Ganjar mengatakan, kesulitan memahami teks bahasa Jawa itu karena banyak sebab, salah satunya karena tidak biasa digunakan dalam keseharian. Meski demikian, bahasa tersebut bisa dipahami saat diucapkan. "Kenapa kok susah dibaca, karena tidak biasa kita gunakan. Tapi ketika kita bicara langsung, sedikit banyak bisa menggunakan bahasa Jawa, benar atau benar," ujarnya.

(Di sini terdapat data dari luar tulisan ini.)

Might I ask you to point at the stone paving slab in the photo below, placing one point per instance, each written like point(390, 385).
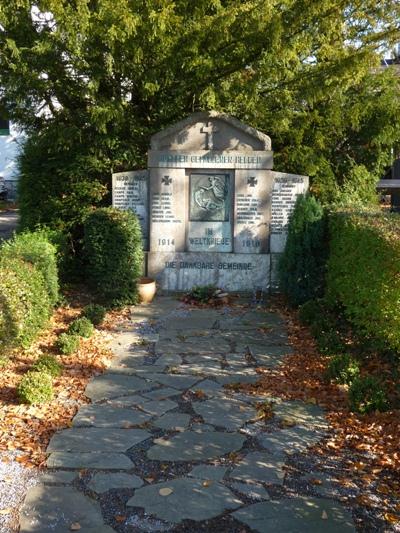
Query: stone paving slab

Bahasa Jawa, kata Ganjar, sudah sedikit pudar karena jarang dipergunakan masyarakat sehari-hari. Para pemerhati bahasa Jawa mulai resah karena tidak menutup kemungkinan bahasa daerah ini bisa tersingkirkan.
Orang nomor satu di Jawa Tengah ini membuat gebrakan supaya bahasa daerah tetap diminati. Salah satunya setiap Kamis, dalam berbagai acara pemerintahan di Pemprov Jateng wajib menggunakan bahasa Jawa.
Tak hanya itu, Ganjar juga mewajibkan seluruh pegawai di Jawa Tengah mengenakan baju daerah setiap tanggal 15. Kebijakan itu dibuat supaya seluruh lapisan masyarakat di Jawa Tengah mencintai budaya daerah masing-masing, termasuk bahasa dan dialegnya.
"Mengenakan baju daerah mudah, bisa lah. Nah, saat Hari Kamis menggunakan bahasa Jawa sulit dipraktekkan. Ini problem, tidak apa-apa, sebisa mungkin tetap menggunakan bahasa daerah," jelasnya.
Logat dan dialeg bahasa Jawa satu daerah dengan daerah lain juga berbeda. Ganjar menyebut logat gaya bahasa Jawa orang Yogya dan Solo yang terkenal halus, berbeda dengan orang Banyumas, Tegal, Cilacap, Pantura, dan lainnya.
"Tidak apa-apa, tunjukkan bahwa anda orang Banyumas dengan dialegnya yang khas, orang pesisir (Pantura) dengan ciri khasnya, orang Solo dan Yogya dengan gaya bahasa yang halus, kita harus bangga memiliki gaya dan dialeg bahasa daerah, gitu lho," ungkapnya.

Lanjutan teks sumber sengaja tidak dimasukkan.